Al llegar a Valencia, después de unos cuantos meses de ausencia, se espera encontrar algo agradable y bonito que lo sorprenda en la ciudad. No es así. Al pasar el Distribuidor de San Blas y mirar hacia el barrio La Adobera, se te muere la esperanza al ver la basura tirada desde arriba, las aguas blancas y negras chorreando pendiente abajo y cauchos viejos apilados sirviendo de criaderos de zancudos dengosos.
Cuando se llega a la avenida Bolívar el panorama es caótico. El elevado del Viñedo sucio y sin mantenimiento, vibra con candencia alarmante al paso de los carros como advirtiendo de su desgaste y ganas de desplomarse por cansancio. Está la avenida tan llena de cráteres, restos de maquinarias y materiales rodeados de cercas de alambre, que uno no sabe si fue bombardeada o son huecos de excavaciones arqueológicas. Los buhoneros dicen que son entradas para las minas donde unos cuantos han encontrado oro, mucho oro, mientras los comerciantes gritan que ellos solo han encontrado la ruina.

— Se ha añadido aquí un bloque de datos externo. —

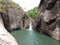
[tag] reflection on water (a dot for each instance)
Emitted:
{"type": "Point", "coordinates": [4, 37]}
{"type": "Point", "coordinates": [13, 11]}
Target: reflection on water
{"type": "Point", "coordinates": [30, 25]}
{"type": "Point", "coordinates": [27, 37]}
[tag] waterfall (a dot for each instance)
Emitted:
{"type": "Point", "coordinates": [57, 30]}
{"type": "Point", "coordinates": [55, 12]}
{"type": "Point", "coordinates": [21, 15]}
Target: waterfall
{"type": "Point", "coordinates": [30, 25]}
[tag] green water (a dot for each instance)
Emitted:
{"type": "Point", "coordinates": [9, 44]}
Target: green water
{"type": "Point", "coordinates": [29, 37]}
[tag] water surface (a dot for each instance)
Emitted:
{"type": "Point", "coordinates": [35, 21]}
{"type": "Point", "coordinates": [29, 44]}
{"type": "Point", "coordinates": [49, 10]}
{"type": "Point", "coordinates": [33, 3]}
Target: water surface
{"type": "Point", "coordinates": [30, 37]}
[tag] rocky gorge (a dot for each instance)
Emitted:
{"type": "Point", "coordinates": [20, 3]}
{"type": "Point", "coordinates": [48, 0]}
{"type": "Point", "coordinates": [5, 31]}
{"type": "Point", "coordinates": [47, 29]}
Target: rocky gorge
{"type": "Point", "coordinates": [48, 18]}
{"type": "Point", "coordinates": [47, 21]}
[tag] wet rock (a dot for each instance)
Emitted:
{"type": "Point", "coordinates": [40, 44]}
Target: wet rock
{"type": "Point", "coordinates": [48, 18]}
{"type": "Point", "coordinates": [14, 18]}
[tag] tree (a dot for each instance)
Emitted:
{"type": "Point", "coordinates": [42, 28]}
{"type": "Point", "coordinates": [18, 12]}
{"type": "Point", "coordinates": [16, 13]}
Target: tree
{"type": "Point", "coordinates": [32, 13]}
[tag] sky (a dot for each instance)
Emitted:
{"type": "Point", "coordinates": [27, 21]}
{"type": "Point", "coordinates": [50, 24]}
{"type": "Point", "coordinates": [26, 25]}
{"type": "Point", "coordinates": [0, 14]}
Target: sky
{"type": "Point", "coordinates": [27, 4]}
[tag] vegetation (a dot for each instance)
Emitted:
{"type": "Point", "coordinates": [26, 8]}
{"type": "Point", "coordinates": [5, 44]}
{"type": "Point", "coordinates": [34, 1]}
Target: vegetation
{"type": "Point", "coordinates": [32, 13]}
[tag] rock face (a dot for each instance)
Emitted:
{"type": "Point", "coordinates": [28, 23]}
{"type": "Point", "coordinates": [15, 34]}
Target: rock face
{"type": "Point", "coordinates": [5, 37]}
{"type": "Point", "coordinates": [48, 18]}
{"type": "Point", "coordinates": [15, 17]}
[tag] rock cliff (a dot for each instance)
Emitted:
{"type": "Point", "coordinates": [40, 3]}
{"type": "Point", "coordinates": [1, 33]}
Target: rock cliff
{"type": "Point", "coordinates": [48, 18]}
{"type": "Point", "coordinates": [13, 16]}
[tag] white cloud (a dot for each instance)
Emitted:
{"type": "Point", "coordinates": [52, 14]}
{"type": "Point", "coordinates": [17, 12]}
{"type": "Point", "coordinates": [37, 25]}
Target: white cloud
{"type": "Point", "coordinates": [27, 4]}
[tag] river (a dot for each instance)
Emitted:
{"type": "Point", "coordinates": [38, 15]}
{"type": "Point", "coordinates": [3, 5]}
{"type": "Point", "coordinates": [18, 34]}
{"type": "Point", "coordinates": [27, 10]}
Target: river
{"type": "Point", "coordinates": [28, 37]}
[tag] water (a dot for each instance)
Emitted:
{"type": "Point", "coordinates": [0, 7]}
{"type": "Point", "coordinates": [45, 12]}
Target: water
{"type": "Point", "coordinates": [30, 25]}
{"type": "Point", "coordinates": [27, 37]}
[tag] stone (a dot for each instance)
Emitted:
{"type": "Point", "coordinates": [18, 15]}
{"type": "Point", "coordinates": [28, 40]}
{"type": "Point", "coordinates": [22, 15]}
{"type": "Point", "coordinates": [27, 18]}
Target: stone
{"type": "Point", "coordinates": [48, 18]}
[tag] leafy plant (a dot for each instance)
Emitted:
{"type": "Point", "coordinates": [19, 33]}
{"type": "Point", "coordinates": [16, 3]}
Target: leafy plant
{"type": "Point", "coordinates": [33, 12]}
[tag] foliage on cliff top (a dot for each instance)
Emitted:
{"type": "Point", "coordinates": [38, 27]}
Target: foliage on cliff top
{"type": "Point", "coordinates": [10, 4]}
{"type": "Point", "coordinates": [33, 12]}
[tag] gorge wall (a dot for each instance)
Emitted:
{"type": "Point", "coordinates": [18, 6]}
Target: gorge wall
{"type": "Point", "coordinates": [48, 18]}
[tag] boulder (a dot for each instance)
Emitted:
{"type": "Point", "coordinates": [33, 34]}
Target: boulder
{"type": "Point", "coordinates": [48, 18]}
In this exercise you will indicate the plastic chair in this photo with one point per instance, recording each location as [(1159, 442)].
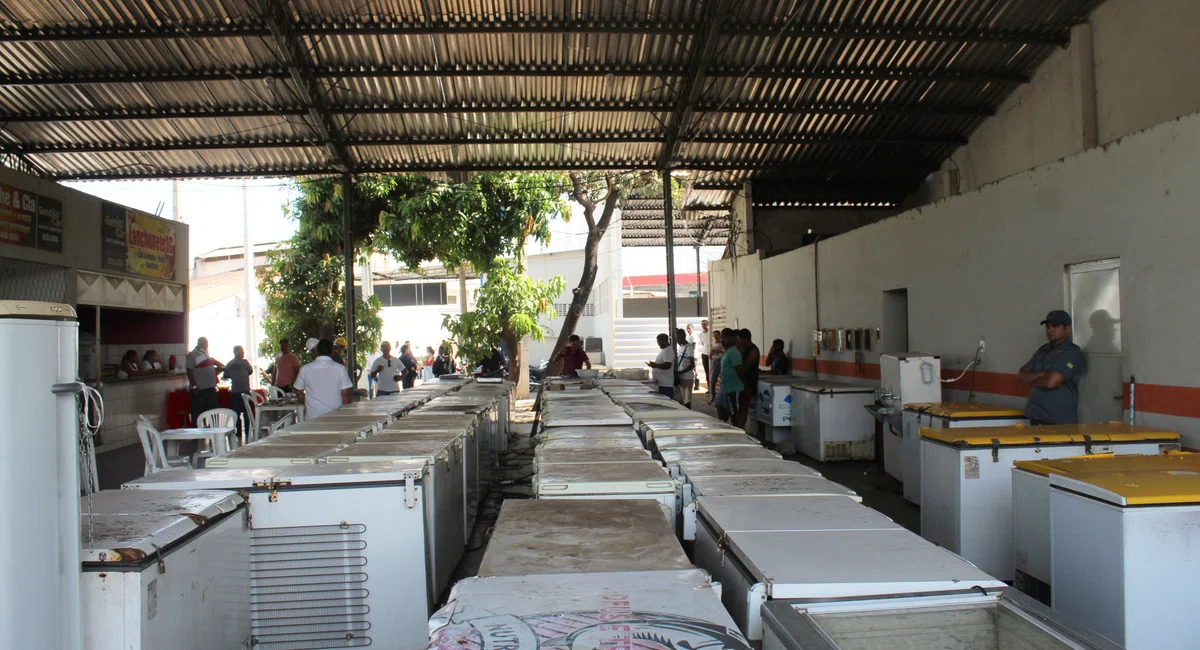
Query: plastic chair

No se percibe la existencia de un sistema de recolección de basura. Las bolsas con desechos podridos permanecen en las calles días seguidos, destrozadas por perros hambrientos y gatos curiosos, por donde pululan ratas que ya parecen conejos.
El tránsito circula en total desorden. Las colas interminables, las cornetas gritando, los desvíos bruscos para no caer en los huecos y una ausencia de señalización vial que obliga a adivinar cuáles calles son de sentido único o de doble vía. Comer una flecha y unos cuantos semáforos con la luz roja es el desayuno vial básico de los valencianos. Los peatones, ésos no tienen quién los ayude y proteja y son obligados a dar brincos como monos para pasar una calle y no ser arrollados.
El transporte público es asustador. Las unidades en mal estado son manejadas por unos tipos que violentan con impunidad cualquier regla de tránsito o de educación, sin respeto por los pasajeros, los transeúntes y los demás conductores, y se creen dueños de las calles. Corren como locos, con la música a todo volumen atormentando a quienes les paga el pasaje, que viajan emparedados y dándose tumbos, con el temor a la vez de un choque o un asalto que los despoje de lo poco que llevan, cuando no les arrebatan la propia vida.
Toda la ciudad es un inmenso mercado persa. Comercio dicho informal pero que es de rancherío y tarantín, inmerso en inmundicia, plásticos y cajas de cartón en las aceras frente a las tiendas de los comerciantes formales, impotentes ante el atropello buhonero descarado que solo puede existir por estar protegido por quienes tienen la obligación de sacarlos de ahí e imponer el orden.
Así está Valencia, ciudad ornamentada de tarantines y basura convertida en un campamento minero anárquico, brutal y sucio. Los bandidos se adueñaron de la ciudad, asaltan casas y edificios, automercados, bancos, autobuses y donde les viene en gana, roban carros o secuestran y matan por encargo, bajo la mirada cómplice de los que tienen el deber de proteger a la gente.
Mientras esto está ocurriendo a los tres años de ejercicio de la administración municipal, el responsable por el municipio, electo por accidente como resultado de una desastrosa e irrepetible equivocación política, parece no haber entendido por qué y para qué resultó electo, y menos aún por qué no será reelecto.